王都チェルノーゼムから、馬車を使って三時間ほどの場所。
密度の高い森の一角に、木々に隠れるようにして入口を開いている地下遺跡があった。
中はかなり広大で、壁や天井には魔法道具が掛けられていて青い光を放っている。
地下に広がる遺跡は三つの階層に分かれており、下の階層に進むほど内部も広くなっている。
その地下遺跡の最下層の小部屋に、キクは縛られた状態で捕らわれていた。
「……」
この部屋に来るまでに、遺跡の中で多くの兵たちとすれ違った。
その誰もがあまり整っていない格好をしていたので、おそらく騎士団などに所属している一般兵ではないと思われる。
金で雇われた傭兵だろうか。
いや、この誘拐事件の犯人と思われるクロッカスは、確か裏で多くの人物たちと繋がりがあるはず。
噂では犯罪者集団との繋がりもあるのではと言われていたが、まさかその連中だろうか。
確かに自分を誘拐してネモフィラを脅すなら、後々足がつかない裏の人物たちに任せるのが無難だろう。
ただ、そんな連中も王城に忍び込むことはできなかったようで、自分を城から連れ出したのは上等な衣服を着た黒マスクの男だった。
あれはおそらくクロッカスの従者だろう。
そして自分を城から連れ出したのち、この物騒な連中に身柄を任されたといったところか。

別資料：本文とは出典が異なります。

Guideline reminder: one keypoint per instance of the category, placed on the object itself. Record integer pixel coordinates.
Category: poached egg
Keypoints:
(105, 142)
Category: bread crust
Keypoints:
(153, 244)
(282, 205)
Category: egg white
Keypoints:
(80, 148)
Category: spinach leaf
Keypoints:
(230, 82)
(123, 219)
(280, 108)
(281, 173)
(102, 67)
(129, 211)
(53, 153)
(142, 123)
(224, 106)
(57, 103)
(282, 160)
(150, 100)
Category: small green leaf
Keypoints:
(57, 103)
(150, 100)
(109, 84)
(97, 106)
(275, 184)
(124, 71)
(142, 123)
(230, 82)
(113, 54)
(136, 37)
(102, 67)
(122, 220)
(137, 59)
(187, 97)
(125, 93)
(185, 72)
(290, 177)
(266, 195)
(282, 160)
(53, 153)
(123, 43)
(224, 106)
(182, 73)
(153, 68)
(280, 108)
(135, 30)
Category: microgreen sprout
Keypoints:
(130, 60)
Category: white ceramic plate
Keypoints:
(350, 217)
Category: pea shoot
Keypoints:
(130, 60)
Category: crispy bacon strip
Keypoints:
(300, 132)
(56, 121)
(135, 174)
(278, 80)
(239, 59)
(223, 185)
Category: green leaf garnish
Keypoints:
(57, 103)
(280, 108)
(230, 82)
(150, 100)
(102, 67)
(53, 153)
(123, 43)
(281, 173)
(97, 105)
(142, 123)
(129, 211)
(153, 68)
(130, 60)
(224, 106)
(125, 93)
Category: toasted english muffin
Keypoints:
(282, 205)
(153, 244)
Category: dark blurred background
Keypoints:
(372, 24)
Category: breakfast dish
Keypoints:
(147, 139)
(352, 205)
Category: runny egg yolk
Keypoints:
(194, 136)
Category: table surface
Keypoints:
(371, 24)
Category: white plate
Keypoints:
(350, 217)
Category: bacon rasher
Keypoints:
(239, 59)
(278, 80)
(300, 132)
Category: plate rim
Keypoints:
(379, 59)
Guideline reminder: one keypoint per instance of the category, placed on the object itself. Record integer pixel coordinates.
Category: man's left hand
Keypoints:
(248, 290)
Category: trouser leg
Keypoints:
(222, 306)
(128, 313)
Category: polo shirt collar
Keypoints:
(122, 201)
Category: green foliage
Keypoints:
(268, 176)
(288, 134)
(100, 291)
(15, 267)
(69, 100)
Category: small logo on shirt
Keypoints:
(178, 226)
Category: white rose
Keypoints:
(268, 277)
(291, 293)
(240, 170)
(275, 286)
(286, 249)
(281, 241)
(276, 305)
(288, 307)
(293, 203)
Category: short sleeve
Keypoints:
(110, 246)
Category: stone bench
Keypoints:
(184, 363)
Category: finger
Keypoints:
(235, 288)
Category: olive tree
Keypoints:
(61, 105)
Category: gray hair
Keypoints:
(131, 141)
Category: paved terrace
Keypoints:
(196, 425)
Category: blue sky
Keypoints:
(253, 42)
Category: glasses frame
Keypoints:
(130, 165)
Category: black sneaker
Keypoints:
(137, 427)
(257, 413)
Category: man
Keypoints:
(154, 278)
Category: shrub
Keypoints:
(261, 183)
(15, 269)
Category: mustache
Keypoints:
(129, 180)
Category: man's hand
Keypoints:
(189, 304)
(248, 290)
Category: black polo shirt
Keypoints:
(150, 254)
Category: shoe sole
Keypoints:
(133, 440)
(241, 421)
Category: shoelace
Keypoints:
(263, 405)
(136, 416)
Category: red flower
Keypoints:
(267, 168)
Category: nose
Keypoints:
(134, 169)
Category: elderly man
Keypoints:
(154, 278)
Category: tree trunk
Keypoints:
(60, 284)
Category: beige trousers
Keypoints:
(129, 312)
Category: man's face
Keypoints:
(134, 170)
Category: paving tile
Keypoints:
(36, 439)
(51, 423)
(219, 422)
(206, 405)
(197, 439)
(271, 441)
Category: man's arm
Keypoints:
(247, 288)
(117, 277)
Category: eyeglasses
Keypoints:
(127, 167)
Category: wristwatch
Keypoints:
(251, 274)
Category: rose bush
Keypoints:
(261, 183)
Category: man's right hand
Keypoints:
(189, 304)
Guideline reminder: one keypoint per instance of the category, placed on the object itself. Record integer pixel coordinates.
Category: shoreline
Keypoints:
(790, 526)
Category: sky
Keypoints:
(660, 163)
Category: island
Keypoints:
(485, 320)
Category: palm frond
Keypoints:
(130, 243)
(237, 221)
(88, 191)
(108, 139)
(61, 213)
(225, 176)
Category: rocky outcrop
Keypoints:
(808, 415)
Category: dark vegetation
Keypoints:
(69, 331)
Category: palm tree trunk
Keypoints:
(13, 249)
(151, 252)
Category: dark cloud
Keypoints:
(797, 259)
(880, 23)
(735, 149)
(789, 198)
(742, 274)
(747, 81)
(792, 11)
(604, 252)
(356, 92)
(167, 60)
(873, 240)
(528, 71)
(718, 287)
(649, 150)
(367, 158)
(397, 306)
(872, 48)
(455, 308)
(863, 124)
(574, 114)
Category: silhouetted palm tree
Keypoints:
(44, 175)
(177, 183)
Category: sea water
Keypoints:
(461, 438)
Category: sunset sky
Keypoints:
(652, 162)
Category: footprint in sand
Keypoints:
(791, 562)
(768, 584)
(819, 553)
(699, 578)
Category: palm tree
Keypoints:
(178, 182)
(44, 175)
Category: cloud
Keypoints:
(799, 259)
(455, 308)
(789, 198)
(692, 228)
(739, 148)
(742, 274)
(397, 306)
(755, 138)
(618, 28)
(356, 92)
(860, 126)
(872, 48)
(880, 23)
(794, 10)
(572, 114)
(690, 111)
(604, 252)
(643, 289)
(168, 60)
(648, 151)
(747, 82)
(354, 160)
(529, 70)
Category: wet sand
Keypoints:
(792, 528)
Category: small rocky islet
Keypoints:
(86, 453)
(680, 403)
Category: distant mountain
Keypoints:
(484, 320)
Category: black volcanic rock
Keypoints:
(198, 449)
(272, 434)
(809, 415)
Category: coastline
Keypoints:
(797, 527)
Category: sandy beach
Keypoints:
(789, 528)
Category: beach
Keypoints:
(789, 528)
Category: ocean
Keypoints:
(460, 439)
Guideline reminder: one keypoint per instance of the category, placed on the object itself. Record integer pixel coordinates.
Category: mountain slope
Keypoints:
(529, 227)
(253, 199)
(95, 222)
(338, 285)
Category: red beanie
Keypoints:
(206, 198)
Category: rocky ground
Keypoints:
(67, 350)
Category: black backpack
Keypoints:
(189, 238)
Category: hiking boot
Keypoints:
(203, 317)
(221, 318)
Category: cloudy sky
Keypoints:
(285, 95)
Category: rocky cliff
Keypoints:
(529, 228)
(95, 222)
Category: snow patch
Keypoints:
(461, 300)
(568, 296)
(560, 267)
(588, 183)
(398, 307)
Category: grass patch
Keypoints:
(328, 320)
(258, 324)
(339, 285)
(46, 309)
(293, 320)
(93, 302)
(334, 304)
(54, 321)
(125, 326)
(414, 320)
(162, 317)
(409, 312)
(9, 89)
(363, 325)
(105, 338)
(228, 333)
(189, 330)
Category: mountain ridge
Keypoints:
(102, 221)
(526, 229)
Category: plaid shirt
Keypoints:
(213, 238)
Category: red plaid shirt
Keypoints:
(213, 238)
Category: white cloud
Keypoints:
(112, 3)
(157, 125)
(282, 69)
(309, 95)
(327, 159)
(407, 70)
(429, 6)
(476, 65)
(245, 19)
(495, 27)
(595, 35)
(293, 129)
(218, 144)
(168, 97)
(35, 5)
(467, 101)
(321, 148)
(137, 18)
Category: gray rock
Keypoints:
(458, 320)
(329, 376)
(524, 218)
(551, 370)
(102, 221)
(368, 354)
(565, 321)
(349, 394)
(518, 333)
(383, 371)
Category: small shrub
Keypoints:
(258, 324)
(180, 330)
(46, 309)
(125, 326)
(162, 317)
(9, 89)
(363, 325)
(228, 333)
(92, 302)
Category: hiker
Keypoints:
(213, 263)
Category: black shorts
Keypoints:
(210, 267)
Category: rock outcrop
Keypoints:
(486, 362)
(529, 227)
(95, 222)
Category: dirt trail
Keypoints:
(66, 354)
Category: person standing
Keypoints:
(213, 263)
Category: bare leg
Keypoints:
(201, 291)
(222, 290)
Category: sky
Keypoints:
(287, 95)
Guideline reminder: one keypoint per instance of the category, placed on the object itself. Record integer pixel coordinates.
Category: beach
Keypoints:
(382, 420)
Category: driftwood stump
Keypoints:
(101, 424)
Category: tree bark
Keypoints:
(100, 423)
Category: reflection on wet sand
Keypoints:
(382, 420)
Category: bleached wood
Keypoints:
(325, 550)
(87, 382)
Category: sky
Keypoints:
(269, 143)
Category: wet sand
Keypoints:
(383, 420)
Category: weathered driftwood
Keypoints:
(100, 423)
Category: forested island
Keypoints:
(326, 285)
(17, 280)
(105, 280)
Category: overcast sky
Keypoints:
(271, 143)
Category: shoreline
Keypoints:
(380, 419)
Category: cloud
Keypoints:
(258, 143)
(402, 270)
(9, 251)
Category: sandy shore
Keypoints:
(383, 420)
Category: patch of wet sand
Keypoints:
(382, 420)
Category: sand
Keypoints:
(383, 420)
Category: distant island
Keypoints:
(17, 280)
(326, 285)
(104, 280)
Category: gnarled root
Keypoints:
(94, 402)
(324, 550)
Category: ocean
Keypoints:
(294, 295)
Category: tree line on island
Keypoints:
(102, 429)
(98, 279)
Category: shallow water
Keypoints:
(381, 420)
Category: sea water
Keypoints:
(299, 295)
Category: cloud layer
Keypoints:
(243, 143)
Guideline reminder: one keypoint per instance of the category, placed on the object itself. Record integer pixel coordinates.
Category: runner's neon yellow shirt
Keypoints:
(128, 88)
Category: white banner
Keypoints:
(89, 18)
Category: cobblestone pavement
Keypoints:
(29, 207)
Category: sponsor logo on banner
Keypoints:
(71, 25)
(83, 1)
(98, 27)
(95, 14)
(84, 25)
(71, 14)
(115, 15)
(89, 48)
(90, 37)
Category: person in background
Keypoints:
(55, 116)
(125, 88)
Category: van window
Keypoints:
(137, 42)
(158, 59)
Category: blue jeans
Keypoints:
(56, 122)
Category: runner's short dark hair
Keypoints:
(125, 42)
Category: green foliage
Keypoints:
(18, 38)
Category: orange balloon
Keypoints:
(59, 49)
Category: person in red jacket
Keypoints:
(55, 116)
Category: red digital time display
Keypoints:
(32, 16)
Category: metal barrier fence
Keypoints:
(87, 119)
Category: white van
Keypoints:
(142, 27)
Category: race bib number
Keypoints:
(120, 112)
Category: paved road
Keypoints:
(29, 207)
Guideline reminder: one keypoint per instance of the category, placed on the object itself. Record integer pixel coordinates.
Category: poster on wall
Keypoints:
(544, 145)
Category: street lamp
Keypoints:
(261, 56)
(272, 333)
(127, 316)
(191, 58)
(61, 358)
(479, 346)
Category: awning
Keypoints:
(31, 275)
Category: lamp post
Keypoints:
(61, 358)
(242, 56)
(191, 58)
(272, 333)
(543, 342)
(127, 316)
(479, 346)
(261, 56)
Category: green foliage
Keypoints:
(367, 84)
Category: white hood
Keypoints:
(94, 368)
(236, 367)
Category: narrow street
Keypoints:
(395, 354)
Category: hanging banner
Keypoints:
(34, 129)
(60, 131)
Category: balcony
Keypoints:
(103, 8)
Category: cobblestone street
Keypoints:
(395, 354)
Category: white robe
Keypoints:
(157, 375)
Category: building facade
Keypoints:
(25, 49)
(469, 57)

そのリーダーらしき青年が、たった今自分の目の前で静かに本を読んでいる。
「……こうして待っているだけというのは、なかなかに退屈ですね」
やがて青年はおもむろに顔を上げて、控えめに欠伸を漏らした。
他の者たちとは違って、それなりに小綺麗な白コートに身を包んだ男。
緑色の髪と白い肌も艶があり、肉付きも悪くない。
さらには上等な眼鏡と磨かれたブーツを身につけていることからも、程々にいい暮らしを送っている人物のようだ。
上流階級の関係者だろうか? それともクロッカスと金銭的な契約を結んでいる人物か?
見覚えのない人物だったので、キクは思わず疑問を口にしていた。
「……あなたはいったい誰なのですか?」
「おや、お喋りに付き合ってくれるというのですか?」
先ほどの退屈発言を気遣っての台詞ではなかったのだが、なぜかそう捉えられてしまった。
とても接しづらい人物だ、などと思っていると、緑髪の男は眼鏡を直しながら肩をすくめた。
「しかし残念ながら素性は明かせないことになっていますので、その質問にお答えすることはできません。別のご質問でしたら受け付けますが?」
「……では、この場所はいったいなんなのですか?」
突然連れてこられた地下遺跡。
それにしては妙に生活感が漂っていて、小綺麗に整頓されている。
だからそれが気になって尋ねてみると、青年はまたも玉虫色の返答をしてきた。